『オブジェクト指向入門 第2版』の14章を読んだ
第14章 継承入門
12章と13章は飛ばす.
継承はオブジェクト指向の中核となる技術である.継承によって,あるクラスが他のクラスの拡張,特殊化,組み合わせであることを表現でき,再利用性と拡張性を高めることができる.
継承の例として,多角形クラスを考える.多角形クラスには,いくつかの操作(面積や座標の計算)が実装されている.ここで,長方形クラスが必要になったとする.多角形と長方形には重複する操作がいくつか存在しており,長方形は多角形の特殊なケースだと考えられる.この場合,多角形と長方形で別々のクラスを作成するのではなく,多角形クラスの後継者として長方形クラスを作成することで,長方形クラスが多角形クラスを特殊化したものであることを表現できる.
継承の用語
- クラスCの子孫
C自身を含み,Cを直接,間接的に継承するクラス - クラスCの真の子孫
自身を除く子孫 - クラスCの祖先
CがAの子孫である場合のA - クラスCの真の祖先
CがAの真の子孫である場合のA
継承を図で表すとき,
Polygon(多角形クラス) <- Rectangle(長方形クラス)
のように,後継者から親に矢印が向く.後継者はどのクラスが親なのがわかるのに対し,親はどのクラスが後継者なのかはわからないため,このような向きになっている.
多相性
多相性によって,実行時に,エンティティに型が異なるオブジェクトをアタッチできる.ただし,エンティティの型とオブジェクトの型が適合していなければならない.適合とは,アタッチ先xとアタッチ元yがあるとき,yがxの子孫であることを示す.
p: Polygon
r: Rectangle
s: String
p := s // 誤り.StringはPolygonの子孫ではない.
r := p // 誤り.PolygonはRectangleの子孫ではない.
p := r // 正しい.RectangleはPolygonの子孫である.
r := r // 正しい.RectangleはRectangleの子孫である.
動的束縛
動的束縛は,オブジェクトの動的形式によって,行う操作を変更する.例えば,以下のようなprintメソッドが実装されているとする.
p: Polygon
r: Rectangle
p.print() // "Polygon"と出力
r.print() // "Rectangle"と出力
以下のような関数fには,引数にPolygonはもちろん,Rectangleも渡すことができる.fはPolygon型のインスタンスを受け取り,printを呼び出す.ここで呼び出されるのはprintだが,渡された引数の型によって異なる動作をする.
function f(p: Polygon) {
p.print()
}
f(p) // "Polygon"と出力
f(r) // "Rectangle"と出力
暫定クラス
実装されていない特性(暫定特性)を持つクラスを暫定クラスという.暫定クラスのインスタンスは作れないため,暫定特性を呼び出すことはできない.

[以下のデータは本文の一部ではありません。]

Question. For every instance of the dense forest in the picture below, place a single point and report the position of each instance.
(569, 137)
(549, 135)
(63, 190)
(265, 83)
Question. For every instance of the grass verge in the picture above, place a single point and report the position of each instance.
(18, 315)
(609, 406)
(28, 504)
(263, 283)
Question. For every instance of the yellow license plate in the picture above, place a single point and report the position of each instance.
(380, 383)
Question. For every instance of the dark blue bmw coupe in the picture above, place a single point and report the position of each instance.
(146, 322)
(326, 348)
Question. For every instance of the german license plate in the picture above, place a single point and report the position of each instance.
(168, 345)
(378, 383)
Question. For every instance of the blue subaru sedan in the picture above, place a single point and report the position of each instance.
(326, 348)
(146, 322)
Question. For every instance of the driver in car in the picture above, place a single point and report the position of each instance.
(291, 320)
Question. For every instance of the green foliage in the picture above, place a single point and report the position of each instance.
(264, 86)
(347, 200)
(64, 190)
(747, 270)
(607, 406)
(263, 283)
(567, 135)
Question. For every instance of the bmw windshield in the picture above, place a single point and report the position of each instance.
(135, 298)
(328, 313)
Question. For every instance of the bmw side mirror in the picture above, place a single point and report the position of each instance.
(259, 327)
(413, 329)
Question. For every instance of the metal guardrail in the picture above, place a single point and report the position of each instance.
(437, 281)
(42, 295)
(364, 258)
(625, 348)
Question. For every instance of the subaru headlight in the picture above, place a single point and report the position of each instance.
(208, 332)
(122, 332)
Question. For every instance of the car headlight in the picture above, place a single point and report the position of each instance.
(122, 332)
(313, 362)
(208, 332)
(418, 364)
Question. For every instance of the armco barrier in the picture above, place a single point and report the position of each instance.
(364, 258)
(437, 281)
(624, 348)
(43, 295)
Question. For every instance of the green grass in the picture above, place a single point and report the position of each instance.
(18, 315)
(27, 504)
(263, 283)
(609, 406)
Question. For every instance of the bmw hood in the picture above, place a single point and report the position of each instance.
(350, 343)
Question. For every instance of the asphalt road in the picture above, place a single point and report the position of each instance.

暫定クラスを継承するクラスが有効クラスになるためには,親の暫定特性を実装しなければならない.親の暫定特性は,子孫がそれを具体的な実装に置き換えることを強制する(そうでなければインスタンスが作成できない).
継承の利点
モジュールの観点
継承を用いることで,祖先には変更を加えずに,祖先を拡張した子孫を作成することができる(開放/閉鎖の原則を満たせる).
型の観点
動的束縛によって,拡張性と再利用性を高めることができる.
継承は「is」の関係を表す.例えば,「すべての長方形は多角形である」といった感じ.間違った「is」の関係には,例えば,SAN_FRANCISCOクラスをCITYクラスからの継承にしてしまうこと(SAN_FRANCISCO is a CITY)が挙げられる.より正確に言えば,継承は,「x is an A」ではなく,「Every B is an A」が成り立たなくてはならない.長方形の例では,「すべての長方形」が多角形に含まれているので継承関係は正しい.一方,サンフランシスコはひとつしかないので,「Every SAN_FRANCISCO」は誤りである.SAN_FRANCISCOはCITYクラスのインスタンスとして考えるのが正しい.